BALICITIZEN

Ikuti perkembangan terkini Indonesia di lapangan dengan berita berbasis fakta PosPapusa, cuplikan video eksklusif, foto, dan peta terbaru.

India menunda komitmen pendaftaran penyedia VPN selama tiga bulan

India menunda komitmen pendaftaran penyedia VPN selama tiga bulan

Pemerintah India memberi penyedia layanan VPN dan cloud tambahan tiga bulan untuk memenuhi persyaratan pendaftaran. Aturan baru akan mulai berlaku pada Senin. Dengan menunda pemberlakuan tiga bulan, India ingin memberi perusahaan lebih banyak waktu untuk mematuhi aturan baru.

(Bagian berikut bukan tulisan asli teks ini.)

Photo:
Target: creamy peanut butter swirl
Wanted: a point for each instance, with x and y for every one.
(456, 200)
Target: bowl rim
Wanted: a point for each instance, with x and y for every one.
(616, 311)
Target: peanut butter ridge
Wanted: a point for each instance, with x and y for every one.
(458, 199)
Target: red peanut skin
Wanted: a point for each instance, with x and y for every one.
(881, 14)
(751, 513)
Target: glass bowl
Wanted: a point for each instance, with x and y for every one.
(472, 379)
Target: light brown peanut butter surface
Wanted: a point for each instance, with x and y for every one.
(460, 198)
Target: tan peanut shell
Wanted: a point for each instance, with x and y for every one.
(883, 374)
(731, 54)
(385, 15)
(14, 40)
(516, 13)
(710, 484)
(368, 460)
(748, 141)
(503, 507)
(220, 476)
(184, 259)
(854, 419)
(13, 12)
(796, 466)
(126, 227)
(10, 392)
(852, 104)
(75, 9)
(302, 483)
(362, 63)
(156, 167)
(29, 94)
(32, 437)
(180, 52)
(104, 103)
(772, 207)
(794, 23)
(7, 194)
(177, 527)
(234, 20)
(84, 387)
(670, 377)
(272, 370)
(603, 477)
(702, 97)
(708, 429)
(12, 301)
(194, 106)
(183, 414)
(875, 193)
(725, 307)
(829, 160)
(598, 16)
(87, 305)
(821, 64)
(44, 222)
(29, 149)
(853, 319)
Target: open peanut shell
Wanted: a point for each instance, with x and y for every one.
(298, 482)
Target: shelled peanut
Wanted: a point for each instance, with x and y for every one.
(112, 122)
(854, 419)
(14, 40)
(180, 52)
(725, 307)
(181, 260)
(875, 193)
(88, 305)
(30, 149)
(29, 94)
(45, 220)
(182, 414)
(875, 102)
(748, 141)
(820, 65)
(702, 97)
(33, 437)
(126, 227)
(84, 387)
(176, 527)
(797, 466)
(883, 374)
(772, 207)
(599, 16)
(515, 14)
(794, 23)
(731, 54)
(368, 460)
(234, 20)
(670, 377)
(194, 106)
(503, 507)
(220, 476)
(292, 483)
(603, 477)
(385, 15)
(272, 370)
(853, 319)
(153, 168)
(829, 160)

Untuk menulis situs teknologi Amerika Ambil Crunchkan

India mengumumkan aturan ketat untuk menebang pohon

Pada akhir April, India mengatakan undang-undang baru untuk VPN, VPS, pusat data, dan penyedia cloud sedang dalam proses. Pemerintah mewajibkan perusahaan-perusahaan ini untuk menyimpan catatan sistem mereka mulai 27 Juni. Mereka harus mencatat, antara lain, siapa yang menggunakan layanan mereka, tanggal mulai dan berakhir langganan, alamat IP asli pengguna, alamat email, detail kontak, transaksi keuangan, dan tanggal pembatalan akun.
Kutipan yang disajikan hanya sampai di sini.